Jim, who was then working part-time for a rehab clinic, began inviting June to his small apartment to spend time together, and the couple also started going out on the town together in Jim’s car, with June’s wheelchair in tow. “I told Dorothy Ann that I had feelings for this man that I had never experienced before in my life,” explains June. “I asked her if she thought it would be OK for me to give Jim a friendship ring.”
With Dorothy Ann’s blessings and encouragement, June went to a local jeweler in Sarasota and bought Jim a black onyx ring, and she had a diamond placed in it from a piece of jewelry she inherited from her mother. June gave the ring to Jim on Valentine’s Day in 2004.
“You would have thought I gave him the world,” June says, “and we decided to get married. I actually proposed to him!”
In a strange twist of fate that followed shortly thereafter, Jim fell from a curb and hit his head on the bumper of a car, an accident that later caused him to have a stroke. As a result, Jim lost his ability to walk. Both June and Jim were in wheelchairs at the time of their marriage, and Jim had to move from the apartment building to an assisted living facility nearby to receive more medical attention.
Regardless of the new challenges, the couple was determined to tie the knot and nothing could stop them from moving forward with their plans.
On April 18 of that year, Dorothy Ann and Donald presided over the ceremony at Unity of Sarasota, which was located on Cocoanut Ave. at the time, close to June’s apartment building. “She had on a light orchid pantsuit, and I made the netting for the veil with flowers,” says Dorothy Ann. “June’s aunt sent 300 white roses for the wedding, and a friend of June’s family who was an interior decorator set up the church’s fellowship hall with long tables and made beautiful centerpieces.”
After the ceremony and reception, Jim had to return to the assisted living facility in a medic’s car, and the memory of what followed is what both June and Dorothy Ann consider the true highlight of the day. “June and I were the last people at the reception,” recounts Dorothy Ann. “I had a little Toyota, and I followed June home from the hall with all of the gifts in my car.”
June was on the sidewalk in her wheelchair slowly making her way back to the apartment building. While Dorothy Ann was in the car the radio started playing “You’ll Never Walk Alone,” a show tune from the 1945 Rodgers and Hammerstein musical Carousel. “I turned it up full blast with both windows down, and June’s veil was blowing in the wind,” laughs Dorothy Ann. “I had no idea the traffic was building behind us! A police officer came up and directed the traffic around the two of us.”

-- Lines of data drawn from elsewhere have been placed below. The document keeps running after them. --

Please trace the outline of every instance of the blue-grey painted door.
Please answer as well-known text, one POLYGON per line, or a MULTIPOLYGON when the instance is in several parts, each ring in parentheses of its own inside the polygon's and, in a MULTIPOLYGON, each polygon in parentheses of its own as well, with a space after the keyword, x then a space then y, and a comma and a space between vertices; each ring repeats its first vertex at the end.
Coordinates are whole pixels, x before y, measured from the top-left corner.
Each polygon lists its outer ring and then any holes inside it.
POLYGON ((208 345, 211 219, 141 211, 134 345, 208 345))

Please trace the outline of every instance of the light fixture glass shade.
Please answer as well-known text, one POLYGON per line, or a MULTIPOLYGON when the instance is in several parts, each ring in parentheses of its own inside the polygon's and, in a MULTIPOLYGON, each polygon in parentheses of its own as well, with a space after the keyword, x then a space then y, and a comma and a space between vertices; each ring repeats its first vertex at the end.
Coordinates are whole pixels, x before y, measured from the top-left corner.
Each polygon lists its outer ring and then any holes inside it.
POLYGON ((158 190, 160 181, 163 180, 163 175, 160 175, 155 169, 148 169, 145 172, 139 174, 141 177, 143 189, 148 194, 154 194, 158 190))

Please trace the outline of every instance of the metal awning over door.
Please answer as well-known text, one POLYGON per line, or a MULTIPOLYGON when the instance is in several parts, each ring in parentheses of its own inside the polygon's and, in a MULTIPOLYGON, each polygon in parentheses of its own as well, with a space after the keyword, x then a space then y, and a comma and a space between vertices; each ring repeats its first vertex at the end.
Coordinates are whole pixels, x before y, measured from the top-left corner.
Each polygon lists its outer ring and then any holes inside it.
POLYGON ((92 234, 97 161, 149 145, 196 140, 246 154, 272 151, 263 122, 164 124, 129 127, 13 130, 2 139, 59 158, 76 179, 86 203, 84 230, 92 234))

The only night that June and Jim were ever able to spend together was the one after the wedding because Jim’s medical condition required that he live in a separate residence with more intensive care. “We had dreams of building a house,” remembers June. “But instead I spent every day by his side in his room holding his hand.”
“I don’t think many people try hard enough at their marriages, but I know I did. Jim was such a gentle and thoughtful man, and I loved him very much.”
Jim, a retired veteran, passed away three years after the marriage, and his flag hangs proudly high on the wall in June’s assisted living facility apartment. It is a constant reminder of the brief but wonderful time they spent together—a testament that true love can happen at any age.